İLERİ SÜRÜLEN İSTİNAF SEBEPLERİ: Davacı vekili istinaf başvuru dilekçesinde, müvekkilinin … ibareli markaya yaptığı yatırım ve harcadığı emek sonucu ayırtedicilik kazandığını, müvekkilinin kanun ile kurulduğunu, buna rağmen marka başvurusunun haksız olarak reddedildiğini, davalının kullanılmama nedeniyle iptal edilen markasının mesnet alınarak başvurunun reddininin doğru bulunmadığını, markaların bir bütün olarak değerlendirilmesi gerektiğini, iltibas bulunmadığını, kullanım alanlarının farklı bulunduğunu ileri sürerek, ilk derece mahkemesi kararının kaldırılmasını, davanın kabulüne karar verilmesini istemiştir.

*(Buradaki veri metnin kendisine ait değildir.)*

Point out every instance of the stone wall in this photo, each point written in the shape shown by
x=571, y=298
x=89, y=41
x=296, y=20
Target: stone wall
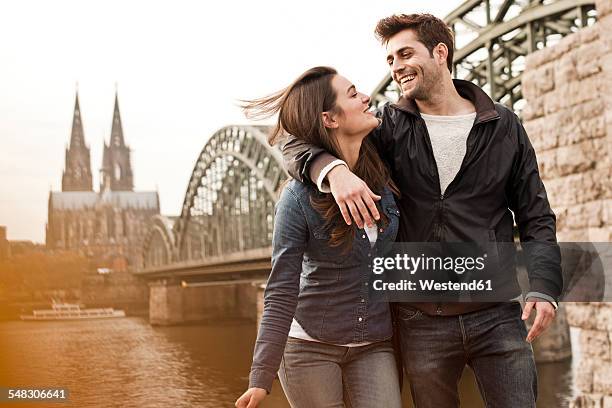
x=569, y=120
x=568, y=89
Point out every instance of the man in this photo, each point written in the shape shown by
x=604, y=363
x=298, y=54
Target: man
x=464, y=166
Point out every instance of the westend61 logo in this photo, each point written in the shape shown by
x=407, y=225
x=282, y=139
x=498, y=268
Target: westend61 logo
x=411, y=264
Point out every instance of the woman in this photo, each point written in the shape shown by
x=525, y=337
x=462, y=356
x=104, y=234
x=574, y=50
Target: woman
x=319, y=324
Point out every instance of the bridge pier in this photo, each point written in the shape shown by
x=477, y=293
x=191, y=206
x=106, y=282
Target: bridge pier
x=172, y=301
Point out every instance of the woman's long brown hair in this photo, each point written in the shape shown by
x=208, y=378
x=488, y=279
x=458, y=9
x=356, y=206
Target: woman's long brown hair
x=300, y=107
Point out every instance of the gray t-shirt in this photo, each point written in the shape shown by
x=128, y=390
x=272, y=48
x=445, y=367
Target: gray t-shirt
x=448, y=136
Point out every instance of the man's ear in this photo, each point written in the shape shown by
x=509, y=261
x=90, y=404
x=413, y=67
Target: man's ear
x=441, y=51
x=329, y=121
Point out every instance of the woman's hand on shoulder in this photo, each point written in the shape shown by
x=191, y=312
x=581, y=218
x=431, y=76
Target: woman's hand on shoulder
x=251, y=398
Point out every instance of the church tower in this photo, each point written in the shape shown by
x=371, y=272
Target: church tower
x=116, y=171
x=77, y=170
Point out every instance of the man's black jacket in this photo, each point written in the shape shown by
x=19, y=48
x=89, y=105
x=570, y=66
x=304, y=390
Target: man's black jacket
x=498, y=176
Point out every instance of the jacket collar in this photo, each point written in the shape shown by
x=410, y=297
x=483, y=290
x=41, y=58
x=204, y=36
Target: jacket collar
x=485, y=108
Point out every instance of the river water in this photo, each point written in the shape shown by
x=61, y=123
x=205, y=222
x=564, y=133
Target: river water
x=128, y=363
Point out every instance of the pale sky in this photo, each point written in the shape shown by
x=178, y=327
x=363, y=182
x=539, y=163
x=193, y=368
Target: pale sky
x=180, y=66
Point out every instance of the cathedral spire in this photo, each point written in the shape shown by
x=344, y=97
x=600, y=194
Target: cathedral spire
x=117, y=129
x=116, y=171
x=77, y=170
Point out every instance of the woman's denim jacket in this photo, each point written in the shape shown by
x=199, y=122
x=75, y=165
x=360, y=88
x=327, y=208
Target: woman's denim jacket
x=325, y=289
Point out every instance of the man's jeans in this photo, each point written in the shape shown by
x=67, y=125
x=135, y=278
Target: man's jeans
x=323, y=375
x=435, y=350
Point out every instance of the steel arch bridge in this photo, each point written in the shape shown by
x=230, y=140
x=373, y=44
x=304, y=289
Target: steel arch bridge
x=229, y=204
x=227, y=212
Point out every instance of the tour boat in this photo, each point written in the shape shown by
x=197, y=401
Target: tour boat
x=69, y=311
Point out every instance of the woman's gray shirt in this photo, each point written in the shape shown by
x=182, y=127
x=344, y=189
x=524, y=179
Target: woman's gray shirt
x=324, y=289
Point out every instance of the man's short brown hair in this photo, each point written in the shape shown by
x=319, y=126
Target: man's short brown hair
x=429, y=29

GEREKÇE : Dava, marka ile ilgili Kurum kararlarının iptali istemine ilişkindir.
İnceleme, 6100 sayılı HMK’nın 355. madde hükmü uyarınca istinaf dilekçesinde belirtilen sebeplerle sınırlı olarak ve kamu düzenine aykırı hususların olup olmadığı gözetilerek yapılmıştır.
Dosya kapsamı, mevcut delil durumu ve ileri sürülen istinaf sebepleri dikkate alındığında mahkemenin vakıa ve hukuki değerlendirmesinde usul ve esas yönünden yasaya aykırılık bulunmadığı, “… …” ibareli başvuru ile redde mesnet “…” ibareli marka arasında, başvuru kapsamından çıkarılan 44. Sınıf hizmetler yönünden 556 sayılı KHK’nın 8/1-b maddesi anlamında ortalama alıcılar nezdinde görsel, işitsel ve anlamsal olarak bıraktıkları genel izlenim itibariyle ilişkilendirilme ihtimalini de içerecek şekilde iltibas tehlikesinin bulunduğu, zira her iki markanın asli unsurunun da “…” ibaresinden oluştuğu, davacının kanunla kurulmuş olmasının doğrudan üniversite isminin marka olarak tesciline imkan vermeyeceği, davanın YİDK kararının iptali istemine ilişkin olduğu ve YİDK kararının verildiği tarihteki koşullara göre uyuşmazlığın değerlendirilmesinin gerektiği anlaşılmakla, davacı vekilinin istinaf başvurusunun esas yönünden reddine dair hüküm kurmak gerekmiştir.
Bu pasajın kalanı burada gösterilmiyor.